These are three appeals with common facts and issues In re: Estate of Christopher Bondurant, 35-CA-89, and the Estate of Thomas Frazier v. Gulf Insurance Company, 40-CA-89 were consolidated on appeal.
Cases 39-CA-89 and 35-CA-89 arose out of an automobile accident involving two vehicles in which four persons died and two others were seriously injured. One vehicle was insured by defendant-appellee J.C. Penney Casualty Insurance Company (J.C. Penney). Christopher Bondurant, decedent of plaintiff-appellant Administrator of the Estate of Christopher Bondurant (Bondurant's Estate) was a passenger in the automobile insured by J.C. Penney. That vehicle also contained another passenger as well as a driver.
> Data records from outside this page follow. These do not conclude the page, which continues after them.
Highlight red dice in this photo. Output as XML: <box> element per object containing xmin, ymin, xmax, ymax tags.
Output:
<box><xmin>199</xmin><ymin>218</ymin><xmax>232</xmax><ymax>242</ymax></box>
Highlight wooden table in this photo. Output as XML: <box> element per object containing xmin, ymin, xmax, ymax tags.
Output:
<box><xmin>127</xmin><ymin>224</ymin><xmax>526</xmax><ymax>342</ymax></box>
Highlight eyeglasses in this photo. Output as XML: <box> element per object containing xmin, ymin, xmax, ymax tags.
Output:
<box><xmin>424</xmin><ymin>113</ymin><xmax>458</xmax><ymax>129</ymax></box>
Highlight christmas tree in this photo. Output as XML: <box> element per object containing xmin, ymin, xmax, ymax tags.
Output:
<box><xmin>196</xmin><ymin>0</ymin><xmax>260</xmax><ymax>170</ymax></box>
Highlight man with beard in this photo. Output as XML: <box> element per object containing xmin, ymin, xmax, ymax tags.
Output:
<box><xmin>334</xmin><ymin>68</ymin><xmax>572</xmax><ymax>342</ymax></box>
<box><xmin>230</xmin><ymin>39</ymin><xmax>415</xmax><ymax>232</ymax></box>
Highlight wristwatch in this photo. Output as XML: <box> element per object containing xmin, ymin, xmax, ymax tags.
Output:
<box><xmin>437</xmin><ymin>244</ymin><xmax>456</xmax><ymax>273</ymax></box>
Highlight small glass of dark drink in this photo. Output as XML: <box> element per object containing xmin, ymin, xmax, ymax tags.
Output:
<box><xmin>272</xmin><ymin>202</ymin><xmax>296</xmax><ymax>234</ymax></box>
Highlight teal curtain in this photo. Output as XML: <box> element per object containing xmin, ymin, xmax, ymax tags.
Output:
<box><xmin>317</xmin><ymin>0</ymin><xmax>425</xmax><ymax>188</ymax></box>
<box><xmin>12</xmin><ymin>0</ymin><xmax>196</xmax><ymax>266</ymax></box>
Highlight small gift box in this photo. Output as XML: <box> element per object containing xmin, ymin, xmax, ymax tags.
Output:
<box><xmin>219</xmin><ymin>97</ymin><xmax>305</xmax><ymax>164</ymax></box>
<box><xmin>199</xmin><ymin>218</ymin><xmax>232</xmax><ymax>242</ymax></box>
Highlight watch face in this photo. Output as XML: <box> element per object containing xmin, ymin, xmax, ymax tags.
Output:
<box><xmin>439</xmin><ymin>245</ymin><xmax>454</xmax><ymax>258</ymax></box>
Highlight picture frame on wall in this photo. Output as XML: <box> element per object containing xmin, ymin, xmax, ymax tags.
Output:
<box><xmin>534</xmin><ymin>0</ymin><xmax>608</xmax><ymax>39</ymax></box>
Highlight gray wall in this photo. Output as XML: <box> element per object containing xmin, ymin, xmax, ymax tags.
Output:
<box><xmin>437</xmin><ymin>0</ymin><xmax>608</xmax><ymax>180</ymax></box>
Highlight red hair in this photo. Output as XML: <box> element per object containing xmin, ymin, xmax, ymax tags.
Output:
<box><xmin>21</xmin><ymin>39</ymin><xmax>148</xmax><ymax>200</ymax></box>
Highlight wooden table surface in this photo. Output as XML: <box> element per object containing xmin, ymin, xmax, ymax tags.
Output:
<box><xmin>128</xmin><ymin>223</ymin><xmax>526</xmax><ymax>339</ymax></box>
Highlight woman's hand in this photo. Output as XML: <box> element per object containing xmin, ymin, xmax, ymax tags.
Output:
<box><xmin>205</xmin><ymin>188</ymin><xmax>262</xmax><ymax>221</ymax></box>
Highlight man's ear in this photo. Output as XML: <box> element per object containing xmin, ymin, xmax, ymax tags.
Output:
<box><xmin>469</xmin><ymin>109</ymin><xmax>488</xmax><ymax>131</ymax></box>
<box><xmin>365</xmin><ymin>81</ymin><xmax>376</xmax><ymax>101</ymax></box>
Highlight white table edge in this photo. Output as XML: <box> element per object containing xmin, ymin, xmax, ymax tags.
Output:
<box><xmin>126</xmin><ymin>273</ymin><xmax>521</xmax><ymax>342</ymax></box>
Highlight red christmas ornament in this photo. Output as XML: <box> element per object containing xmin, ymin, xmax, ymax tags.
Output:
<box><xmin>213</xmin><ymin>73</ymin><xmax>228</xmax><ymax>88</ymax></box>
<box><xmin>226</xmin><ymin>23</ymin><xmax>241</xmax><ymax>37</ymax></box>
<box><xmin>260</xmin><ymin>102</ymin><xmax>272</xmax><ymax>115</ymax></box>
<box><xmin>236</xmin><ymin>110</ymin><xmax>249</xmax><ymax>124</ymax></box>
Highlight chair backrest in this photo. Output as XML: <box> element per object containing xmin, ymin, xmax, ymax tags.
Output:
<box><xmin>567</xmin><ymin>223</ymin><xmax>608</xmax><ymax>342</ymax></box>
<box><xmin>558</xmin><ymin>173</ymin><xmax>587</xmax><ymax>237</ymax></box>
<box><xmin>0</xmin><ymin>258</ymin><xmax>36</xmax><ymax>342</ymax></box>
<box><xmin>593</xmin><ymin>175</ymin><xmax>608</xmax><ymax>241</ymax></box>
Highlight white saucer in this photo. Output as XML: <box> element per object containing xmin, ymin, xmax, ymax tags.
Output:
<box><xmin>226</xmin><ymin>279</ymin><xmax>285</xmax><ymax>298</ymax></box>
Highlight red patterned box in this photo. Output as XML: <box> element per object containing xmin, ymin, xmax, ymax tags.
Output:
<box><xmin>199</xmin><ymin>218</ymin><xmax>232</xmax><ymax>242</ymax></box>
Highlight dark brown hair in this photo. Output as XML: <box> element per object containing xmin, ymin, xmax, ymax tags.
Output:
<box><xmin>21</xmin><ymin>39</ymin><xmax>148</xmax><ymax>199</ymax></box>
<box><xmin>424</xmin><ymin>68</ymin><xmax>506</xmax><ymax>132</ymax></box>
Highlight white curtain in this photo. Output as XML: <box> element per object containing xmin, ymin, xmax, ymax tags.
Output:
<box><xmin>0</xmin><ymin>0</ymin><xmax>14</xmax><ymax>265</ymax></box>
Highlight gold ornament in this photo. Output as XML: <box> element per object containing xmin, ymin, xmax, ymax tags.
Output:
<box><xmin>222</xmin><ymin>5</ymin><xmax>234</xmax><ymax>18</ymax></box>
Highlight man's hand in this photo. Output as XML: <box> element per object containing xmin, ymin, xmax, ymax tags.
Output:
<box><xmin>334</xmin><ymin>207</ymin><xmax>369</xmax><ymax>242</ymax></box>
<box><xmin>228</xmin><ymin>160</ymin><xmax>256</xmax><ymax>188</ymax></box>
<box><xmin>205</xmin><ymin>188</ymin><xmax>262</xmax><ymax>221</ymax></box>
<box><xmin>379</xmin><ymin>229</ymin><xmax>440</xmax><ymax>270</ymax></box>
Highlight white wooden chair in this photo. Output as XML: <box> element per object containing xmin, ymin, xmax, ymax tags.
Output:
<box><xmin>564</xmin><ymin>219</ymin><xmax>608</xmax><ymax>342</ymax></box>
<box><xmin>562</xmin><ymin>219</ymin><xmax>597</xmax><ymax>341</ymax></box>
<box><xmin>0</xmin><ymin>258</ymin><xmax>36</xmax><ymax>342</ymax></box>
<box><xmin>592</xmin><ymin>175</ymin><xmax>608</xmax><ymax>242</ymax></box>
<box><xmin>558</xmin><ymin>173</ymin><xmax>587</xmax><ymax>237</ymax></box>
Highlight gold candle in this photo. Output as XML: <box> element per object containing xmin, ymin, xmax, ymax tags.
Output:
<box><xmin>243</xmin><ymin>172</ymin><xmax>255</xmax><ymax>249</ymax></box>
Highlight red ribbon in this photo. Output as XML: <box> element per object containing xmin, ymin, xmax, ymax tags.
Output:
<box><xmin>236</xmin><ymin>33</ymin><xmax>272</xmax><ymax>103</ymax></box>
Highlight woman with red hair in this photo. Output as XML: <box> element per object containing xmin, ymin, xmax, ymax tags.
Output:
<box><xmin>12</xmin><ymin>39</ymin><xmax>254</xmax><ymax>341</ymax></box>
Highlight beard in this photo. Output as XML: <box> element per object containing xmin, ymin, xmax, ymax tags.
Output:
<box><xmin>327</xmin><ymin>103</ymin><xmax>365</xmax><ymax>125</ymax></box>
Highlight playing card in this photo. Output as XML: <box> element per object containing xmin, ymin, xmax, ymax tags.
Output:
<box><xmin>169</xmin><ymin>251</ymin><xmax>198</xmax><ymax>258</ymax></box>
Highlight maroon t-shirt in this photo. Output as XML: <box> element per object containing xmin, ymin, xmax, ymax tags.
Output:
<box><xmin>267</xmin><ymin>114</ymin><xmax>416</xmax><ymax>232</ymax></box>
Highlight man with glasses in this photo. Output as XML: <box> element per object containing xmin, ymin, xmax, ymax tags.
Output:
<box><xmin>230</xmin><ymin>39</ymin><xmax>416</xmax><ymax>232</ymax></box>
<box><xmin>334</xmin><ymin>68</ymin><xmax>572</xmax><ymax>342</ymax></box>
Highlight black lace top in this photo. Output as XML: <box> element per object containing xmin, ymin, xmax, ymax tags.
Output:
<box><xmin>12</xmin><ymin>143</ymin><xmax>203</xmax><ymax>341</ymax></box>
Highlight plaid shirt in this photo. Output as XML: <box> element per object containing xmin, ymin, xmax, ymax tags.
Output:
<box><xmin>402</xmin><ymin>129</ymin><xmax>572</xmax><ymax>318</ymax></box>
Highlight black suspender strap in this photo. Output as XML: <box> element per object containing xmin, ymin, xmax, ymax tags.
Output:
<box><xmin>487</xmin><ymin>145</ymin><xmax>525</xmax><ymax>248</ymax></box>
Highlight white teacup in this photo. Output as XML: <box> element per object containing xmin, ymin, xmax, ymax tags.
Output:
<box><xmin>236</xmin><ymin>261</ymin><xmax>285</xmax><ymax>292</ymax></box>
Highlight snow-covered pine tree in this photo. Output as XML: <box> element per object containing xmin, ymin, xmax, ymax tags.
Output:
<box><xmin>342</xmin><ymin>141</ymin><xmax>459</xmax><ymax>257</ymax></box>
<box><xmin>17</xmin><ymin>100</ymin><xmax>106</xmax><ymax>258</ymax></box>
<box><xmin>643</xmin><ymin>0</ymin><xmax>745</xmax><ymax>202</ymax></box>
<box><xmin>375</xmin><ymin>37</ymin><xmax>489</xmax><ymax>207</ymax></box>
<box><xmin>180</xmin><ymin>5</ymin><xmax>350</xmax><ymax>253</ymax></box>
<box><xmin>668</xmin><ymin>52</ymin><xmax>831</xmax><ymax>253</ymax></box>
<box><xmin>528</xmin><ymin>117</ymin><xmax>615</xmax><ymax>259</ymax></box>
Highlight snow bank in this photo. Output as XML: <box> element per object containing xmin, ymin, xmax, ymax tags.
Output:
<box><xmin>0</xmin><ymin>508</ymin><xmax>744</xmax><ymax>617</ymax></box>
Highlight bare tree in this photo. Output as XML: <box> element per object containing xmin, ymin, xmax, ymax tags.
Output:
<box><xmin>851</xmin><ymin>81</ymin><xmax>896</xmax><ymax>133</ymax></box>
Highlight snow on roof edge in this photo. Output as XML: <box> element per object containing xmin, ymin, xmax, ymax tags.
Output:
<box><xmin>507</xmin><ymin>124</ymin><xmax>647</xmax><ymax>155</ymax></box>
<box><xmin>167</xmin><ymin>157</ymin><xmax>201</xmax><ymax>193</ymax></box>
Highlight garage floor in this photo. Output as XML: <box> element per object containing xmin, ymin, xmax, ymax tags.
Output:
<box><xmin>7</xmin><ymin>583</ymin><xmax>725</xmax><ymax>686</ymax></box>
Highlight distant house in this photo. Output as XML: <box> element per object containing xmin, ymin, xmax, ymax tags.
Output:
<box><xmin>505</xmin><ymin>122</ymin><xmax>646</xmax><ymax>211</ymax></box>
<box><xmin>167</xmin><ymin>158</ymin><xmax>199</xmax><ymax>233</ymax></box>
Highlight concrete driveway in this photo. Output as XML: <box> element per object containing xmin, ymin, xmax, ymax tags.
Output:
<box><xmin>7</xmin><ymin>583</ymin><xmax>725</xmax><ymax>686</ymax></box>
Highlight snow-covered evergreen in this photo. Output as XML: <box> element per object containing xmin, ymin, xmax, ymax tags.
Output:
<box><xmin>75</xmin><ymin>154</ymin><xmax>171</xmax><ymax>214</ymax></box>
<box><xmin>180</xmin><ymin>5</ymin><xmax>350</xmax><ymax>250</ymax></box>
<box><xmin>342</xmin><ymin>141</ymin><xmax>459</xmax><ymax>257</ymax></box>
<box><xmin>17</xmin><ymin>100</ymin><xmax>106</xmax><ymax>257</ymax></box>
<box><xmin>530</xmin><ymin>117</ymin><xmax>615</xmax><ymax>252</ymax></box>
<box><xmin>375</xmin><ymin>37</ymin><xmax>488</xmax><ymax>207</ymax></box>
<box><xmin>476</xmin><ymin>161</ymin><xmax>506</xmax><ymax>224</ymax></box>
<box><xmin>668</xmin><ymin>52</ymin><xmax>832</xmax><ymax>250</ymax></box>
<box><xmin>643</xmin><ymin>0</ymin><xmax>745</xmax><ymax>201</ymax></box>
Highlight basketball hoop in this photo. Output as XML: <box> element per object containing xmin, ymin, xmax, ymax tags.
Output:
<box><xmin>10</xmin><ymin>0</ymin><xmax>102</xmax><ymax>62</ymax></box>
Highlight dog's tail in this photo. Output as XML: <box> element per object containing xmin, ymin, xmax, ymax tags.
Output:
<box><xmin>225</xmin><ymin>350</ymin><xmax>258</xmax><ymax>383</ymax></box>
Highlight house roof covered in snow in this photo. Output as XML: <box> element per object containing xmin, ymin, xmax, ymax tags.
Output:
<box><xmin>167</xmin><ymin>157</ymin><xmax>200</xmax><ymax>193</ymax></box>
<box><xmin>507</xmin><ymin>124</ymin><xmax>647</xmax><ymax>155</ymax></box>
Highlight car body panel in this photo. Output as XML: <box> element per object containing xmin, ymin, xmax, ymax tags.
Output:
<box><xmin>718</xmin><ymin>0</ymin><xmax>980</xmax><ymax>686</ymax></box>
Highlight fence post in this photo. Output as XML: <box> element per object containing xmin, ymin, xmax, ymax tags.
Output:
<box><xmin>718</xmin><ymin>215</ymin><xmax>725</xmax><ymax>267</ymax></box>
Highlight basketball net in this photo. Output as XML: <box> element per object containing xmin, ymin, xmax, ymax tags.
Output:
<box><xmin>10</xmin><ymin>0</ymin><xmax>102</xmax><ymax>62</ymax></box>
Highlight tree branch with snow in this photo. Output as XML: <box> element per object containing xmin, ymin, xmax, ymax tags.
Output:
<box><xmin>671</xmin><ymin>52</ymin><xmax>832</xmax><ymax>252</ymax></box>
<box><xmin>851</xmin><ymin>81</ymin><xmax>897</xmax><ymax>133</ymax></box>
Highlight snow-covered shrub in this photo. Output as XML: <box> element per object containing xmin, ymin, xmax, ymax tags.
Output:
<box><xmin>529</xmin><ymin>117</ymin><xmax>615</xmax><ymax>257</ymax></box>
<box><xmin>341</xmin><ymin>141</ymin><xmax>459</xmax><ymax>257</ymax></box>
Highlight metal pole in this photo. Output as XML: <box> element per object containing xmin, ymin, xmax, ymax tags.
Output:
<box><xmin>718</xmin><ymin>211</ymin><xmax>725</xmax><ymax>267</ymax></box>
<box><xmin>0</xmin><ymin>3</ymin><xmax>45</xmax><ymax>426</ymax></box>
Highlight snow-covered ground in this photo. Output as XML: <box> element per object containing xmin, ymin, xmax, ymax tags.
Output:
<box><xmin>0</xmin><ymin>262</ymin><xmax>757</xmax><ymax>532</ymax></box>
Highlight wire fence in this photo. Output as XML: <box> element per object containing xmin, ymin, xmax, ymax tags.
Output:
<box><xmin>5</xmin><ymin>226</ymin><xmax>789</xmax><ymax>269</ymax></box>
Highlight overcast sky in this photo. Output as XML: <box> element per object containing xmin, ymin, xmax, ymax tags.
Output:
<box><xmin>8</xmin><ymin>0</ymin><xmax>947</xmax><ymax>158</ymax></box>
The other vehicle was owned and operated by Randall Robinson, deceased. The Robinson vehicle had three passengers beside the driver, two of whom were also killed.
J.C. Penney and Robinson's insurance company, West American Insurance Company, paid a total of $400,000 into the Fairfield County Common Pleas Court as the total available under the policy's limits. This amount did not include any uninsured or underinsured motorist coverage, but was liability insurance.
The various claimants reached an agreement with the two insurance companies for distribution of the funds, and the trial court filed the judgment entry on June 9, 1988 that outlined the settlement. Pursuant to the entry, Bondurant's Estate was to receive $35,000. Apparently it is undisputed by the parties that this does not fully compensate the Estate for Christopher Bondurant's death.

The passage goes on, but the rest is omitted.